Morning in the Campo, even the gato is in the lucha

Putting on the finishing touches: Rafael en the Eco-Bano lucha

Rafael, one of my two masons, building the caseta of the latrine

The ladies proving to the men that they can mix cement, luchando

Josue, loving the camera

Adorable little Salvador watching the action; he is always smiling

Maximo y Altagracia, two of my good friends, looking on as we build
at their house

Salvador's Great Grandma

Maximo posing with his "sombrero" the bottom of the fiberglass toilet bowl mold, siempre en la lucha!

1 comment:

  1. Good morning how are you?

    My name is Emilio, I am a Spanish boy and I live in a town near to Madrid. I am a very interested person in knowing things so different as the culture, the way of life of the inhabitants of our planet, the fauna, the flora, and the landscapes of all the countries of the world etc. in summary, I am a person that enjoys traveling, learning and respecting people's diversity from all over the world.

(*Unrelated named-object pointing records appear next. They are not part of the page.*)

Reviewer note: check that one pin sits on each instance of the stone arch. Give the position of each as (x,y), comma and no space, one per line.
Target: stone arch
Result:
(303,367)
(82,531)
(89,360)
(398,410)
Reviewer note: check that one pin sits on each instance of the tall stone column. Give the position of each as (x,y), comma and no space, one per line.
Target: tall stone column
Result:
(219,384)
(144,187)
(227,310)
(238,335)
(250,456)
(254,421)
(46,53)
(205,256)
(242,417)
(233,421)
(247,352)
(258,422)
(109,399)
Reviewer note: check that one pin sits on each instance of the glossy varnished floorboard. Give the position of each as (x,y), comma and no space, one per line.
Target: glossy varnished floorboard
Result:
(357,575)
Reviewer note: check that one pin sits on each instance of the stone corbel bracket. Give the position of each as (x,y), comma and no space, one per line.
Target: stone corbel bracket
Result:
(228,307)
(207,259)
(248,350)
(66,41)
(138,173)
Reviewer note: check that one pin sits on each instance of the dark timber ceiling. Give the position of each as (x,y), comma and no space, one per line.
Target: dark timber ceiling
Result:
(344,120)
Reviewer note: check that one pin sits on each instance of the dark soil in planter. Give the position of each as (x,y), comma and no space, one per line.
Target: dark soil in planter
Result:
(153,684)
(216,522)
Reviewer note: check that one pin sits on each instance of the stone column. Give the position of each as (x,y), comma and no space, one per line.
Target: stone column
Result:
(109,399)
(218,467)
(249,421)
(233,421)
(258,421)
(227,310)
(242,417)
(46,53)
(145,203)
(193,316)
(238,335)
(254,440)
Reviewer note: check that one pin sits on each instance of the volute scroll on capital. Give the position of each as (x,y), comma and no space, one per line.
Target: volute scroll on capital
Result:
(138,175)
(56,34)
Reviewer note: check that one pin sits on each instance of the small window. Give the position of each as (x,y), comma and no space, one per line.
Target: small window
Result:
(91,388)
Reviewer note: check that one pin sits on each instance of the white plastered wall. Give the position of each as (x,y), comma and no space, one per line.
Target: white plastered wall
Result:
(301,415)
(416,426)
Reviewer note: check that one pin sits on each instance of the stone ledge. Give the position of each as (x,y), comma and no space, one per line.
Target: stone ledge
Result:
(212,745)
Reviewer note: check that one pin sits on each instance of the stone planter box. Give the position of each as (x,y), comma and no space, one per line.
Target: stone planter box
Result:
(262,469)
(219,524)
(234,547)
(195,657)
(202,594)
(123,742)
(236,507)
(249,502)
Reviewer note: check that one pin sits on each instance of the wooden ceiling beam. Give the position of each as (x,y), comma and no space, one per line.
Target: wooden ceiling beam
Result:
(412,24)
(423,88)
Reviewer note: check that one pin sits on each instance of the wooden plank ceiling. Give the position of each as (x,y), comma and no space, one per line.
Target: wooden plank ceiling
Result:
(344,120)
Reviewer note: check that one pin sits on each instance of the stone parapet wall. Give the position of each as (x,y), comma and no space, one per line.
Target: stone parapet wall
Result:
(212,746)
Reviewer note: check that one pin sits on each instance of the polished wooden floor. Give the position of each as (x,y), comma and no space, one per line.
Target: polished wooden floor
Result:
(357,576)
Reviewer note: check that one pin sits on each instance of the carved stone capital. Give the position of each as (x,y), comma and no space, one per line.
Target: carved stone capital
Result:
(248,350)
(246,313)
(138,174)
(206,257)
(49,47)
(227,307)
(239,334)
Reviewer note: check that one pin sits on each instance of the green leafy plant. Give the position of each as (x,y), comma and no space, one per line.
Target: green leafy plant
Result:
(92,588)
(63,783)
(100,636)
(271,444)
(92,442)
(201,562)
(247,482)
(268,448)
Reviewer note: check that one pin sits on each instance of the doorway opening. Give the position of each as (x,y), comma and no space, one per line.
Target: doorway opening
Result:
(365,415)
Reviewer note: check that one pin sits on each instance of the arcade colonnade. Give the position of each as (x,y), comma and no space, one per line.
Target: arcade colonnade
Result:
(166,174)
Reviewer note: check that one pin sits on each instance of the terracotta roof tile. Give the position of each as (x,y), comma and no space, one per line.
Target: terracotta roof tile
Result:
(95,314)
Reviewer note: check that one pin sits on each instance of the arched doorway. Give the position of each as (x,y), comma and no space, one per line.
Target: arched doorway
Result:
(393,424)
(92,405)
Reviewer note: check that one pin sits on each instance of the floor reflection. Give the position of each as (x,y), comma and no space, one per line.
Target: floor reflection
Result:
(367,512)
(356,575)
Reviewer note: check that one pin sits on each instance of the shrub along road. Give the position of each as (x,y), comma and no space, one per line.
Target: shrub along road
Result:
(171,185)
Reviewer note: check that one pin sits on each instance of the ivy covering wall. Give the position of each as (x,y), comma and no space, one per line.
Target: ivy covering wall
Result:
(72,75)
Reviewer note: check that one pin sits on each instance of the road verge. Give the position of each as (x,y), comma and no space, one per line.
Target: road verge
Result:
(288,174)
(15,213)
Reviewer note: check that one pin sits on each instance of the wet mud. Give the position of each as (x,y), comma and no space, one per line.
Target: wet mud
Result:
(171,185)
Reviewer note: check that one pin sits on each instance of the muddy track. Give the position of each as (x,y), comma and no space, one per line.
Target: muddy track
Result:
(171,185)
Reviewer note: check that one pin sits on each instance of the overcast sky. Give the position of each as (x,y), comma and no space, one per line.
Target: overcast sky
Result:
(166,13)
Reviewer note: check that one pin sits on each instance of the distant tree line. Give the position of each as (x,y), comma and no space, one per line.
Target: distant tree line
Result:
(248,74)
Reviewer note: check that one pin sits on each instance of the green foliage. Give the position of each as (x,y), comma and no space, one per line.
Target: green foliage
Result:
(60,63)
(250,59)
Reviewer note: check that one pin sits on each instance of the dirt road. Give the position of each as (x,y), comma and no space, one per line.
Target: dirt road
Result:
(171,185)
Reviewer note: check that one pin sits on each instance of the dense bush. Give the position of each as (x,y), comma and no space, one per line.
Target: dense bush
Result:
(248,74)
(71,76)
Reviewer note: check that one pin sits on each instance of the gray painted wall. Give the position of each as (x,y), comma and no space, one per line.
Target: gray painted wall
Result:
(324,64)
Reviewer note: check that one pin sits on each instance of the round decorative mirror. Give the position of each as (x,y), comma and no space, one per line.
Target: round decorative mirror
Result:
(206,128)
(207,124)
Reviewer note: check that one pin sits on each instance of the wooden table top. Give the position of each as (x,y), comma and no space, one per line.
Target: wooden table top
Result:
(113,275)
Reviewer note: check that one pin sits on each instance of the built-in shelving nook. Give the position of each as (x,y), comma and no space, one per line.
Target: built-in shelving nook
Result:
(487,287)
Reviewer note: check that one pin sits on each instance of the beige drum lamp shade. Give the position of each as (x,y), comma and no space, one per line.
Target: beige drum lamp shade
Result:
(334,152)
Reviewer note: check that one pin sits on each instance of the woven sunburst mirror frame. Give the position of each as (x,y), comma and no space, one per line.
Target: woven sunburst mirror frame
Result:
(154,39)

    I would love to travel and meet in person all the aspects above mentioned, but unfortunately as this is very expensive and my purchasing power is quite small, so I devised a way to travel with the imagination in every corner of our planet. A few years ago I started a collection of letters addressed to me in which my goal was to get at least 1 letter from each country in the world. This modest goal is feasible to reach in the most part of countries, but unfortunately it’s impossible to achieve in other various territories for several reasons, either because they are countries at war, either because they are countries with extreme poverty or because for whatever reason the postal system is not functioning properly.

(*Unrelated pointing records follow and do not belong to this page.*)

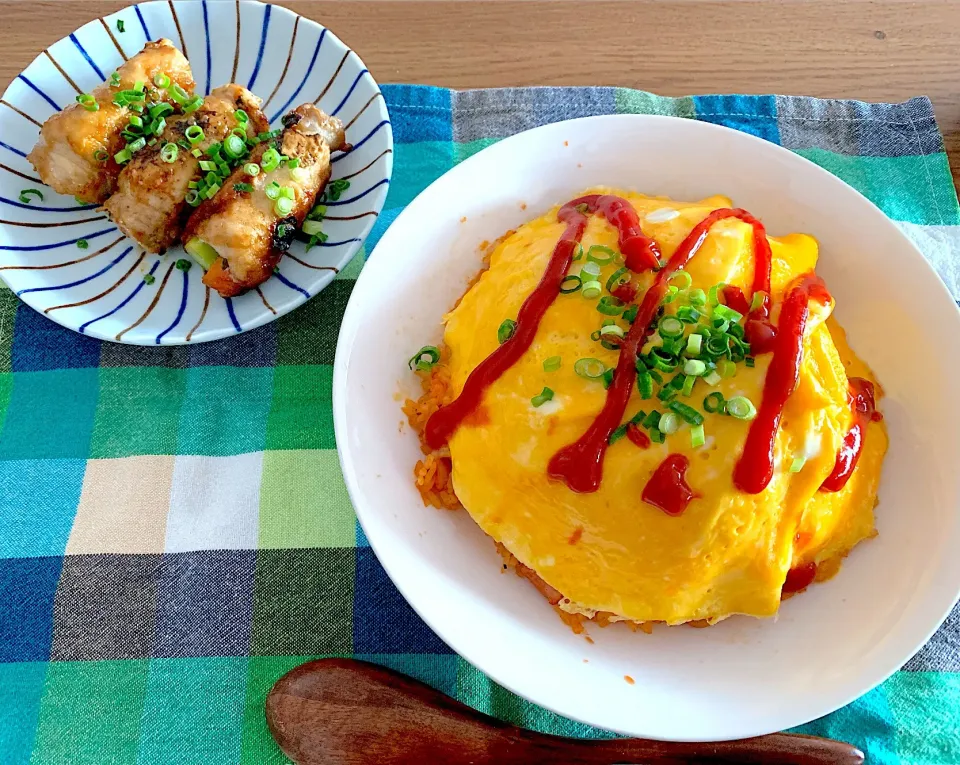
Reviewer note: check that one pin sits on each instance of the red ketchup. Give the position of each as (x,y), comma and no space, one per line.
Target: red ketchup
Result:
(667,487)
(755,467)
(863,403)
(799,578)
(580,464)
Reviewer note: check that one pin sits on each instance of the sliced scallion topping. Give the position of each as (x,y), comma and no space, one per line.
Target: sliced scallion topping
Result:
(741,407)
(601,255)
(589,368)
(425,359)
(542,397)
(697,437)
(590,289)
(506,330)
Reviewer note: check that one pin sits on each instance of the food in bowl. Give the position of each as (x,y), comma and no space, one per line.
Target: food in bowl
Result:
(649,408)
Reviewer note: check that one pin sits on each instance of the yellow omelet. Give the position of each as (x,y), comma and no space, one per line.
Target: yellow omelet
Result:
(609,551)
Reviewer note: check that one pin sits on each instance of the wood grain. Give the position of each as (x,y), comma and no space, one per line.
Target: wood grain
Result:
(875,50)
(348,712)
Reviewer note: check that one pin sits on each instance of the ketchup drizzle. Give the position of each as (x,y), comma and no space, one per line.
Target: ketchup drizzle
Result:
(863,403)
(755,467)
(580,464)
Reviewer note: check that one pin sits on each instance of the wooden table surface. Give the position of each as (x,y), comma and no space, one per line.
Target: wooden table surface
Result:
(880,50)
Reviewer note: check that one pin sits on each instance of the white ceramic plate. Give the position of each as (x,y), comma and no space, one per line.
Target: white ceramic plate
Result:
(745,676)
(283,58)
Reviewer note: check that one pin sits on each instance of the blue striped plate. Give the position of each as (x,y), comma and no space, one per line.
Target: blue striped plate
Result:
(285,59)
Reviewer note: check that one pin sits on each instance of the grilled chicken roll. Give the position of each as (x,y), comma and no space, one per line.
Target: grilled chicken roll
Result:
(150,202)
(75,153)
(242,232)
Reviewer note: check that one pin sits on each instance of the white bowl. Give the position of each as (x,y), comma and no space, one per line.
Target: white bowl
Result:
(745,676)
(285,59)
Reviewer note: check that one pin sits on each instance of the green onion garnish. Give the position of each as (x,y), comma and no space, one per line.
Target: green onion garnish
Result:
(270,160)
(669,423)
(542,397)
(742,408)
(687,413)
(601,255)
(671,327)
(727,313)
(589,368)
(169,152)
(506,330)
(697,437)
(714,403)
(25,195)
(610,306)
(552,364)
(88,102)
(425,359)
(590,289)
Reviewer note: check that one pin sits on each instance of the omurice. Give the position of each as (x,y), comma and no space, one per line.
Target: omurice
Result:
(649,408)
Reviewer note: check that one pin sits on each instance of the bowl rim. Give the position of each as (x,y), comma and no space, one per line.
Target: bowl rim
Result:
(352,322)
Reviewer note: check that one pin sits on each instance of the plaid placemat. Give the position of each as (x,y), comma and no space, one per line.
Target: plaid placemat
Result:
(175,533)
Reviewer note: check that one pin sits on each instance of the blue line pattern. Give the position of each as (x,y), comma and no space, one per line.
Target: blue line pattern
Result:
(296,93)
(39,92)
(183,306)
(86,55)
(86,279)
(263,43)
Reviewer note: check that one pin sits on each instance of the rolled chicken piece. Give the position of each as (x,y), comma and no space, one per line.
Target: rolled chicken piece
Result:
(75,153)
(150,202)
(241,235)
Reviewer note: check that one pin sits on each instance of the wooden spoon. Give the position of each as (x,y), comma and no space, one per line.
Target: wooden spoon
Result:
(348,712)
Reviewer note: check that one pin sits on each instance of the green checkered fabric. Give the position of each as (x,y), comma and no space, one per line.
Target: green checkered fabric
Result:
(174,529)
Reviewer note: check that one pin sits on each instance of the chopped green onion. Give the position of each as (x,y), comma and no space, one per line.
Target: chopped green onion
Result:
(88,102)
(714,403)
(590,289)
(425,359)
(727,313)
(506,330)
(612,329)
(283,207)
(589,368)
(552,364)
(25,195)
(610,306)
(270,160)
(645,385)
(688,413)
(697,437)
(543,397)
(671,327)
(669,423)
(169,153)
(741,407)
(601,255)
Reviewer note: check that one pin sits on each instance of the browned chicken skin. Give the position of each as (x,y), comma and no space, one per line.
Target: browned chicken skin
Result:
(150,202)
(243,226)
(65,155)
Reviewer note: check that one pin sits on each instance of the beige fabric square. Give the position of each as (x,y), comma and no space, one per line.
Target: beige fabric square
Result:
(123,506)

    For all this I would ask you one small favour:
    Would you be so kind as to send me a letter by traditional mail from Dominican Republic? I understand perfectly that you think that your blog is not the appropriate place to ask this, and even, is very probably that you ignore my letter, but I would call your attention to the difficulty involved in getting a letter from that country, and also I don’t know anyone neither where to write in Dominican Republic in order to increase my collection. a letter for me is like a little souvenir, like if I have had visited that territory with my imagination and at same time, the arrival of the letters from a country is a sign of peace and normality and a original way to promote a country in the world. My postal address is the following one:

    Emilio Fernandez Esteban
    Avenida Juan de la Cierva, 44
    28903 Getafe (Madrid)

    If you wish, you can visit my blog, where you can see the pictures of all the letters that I have received from whole World.

    Finally I would like to thank the attention given to this letter, and whether you can help me or not, I send my best wishes for peace, health and happiness for you, your family and all your dear beings.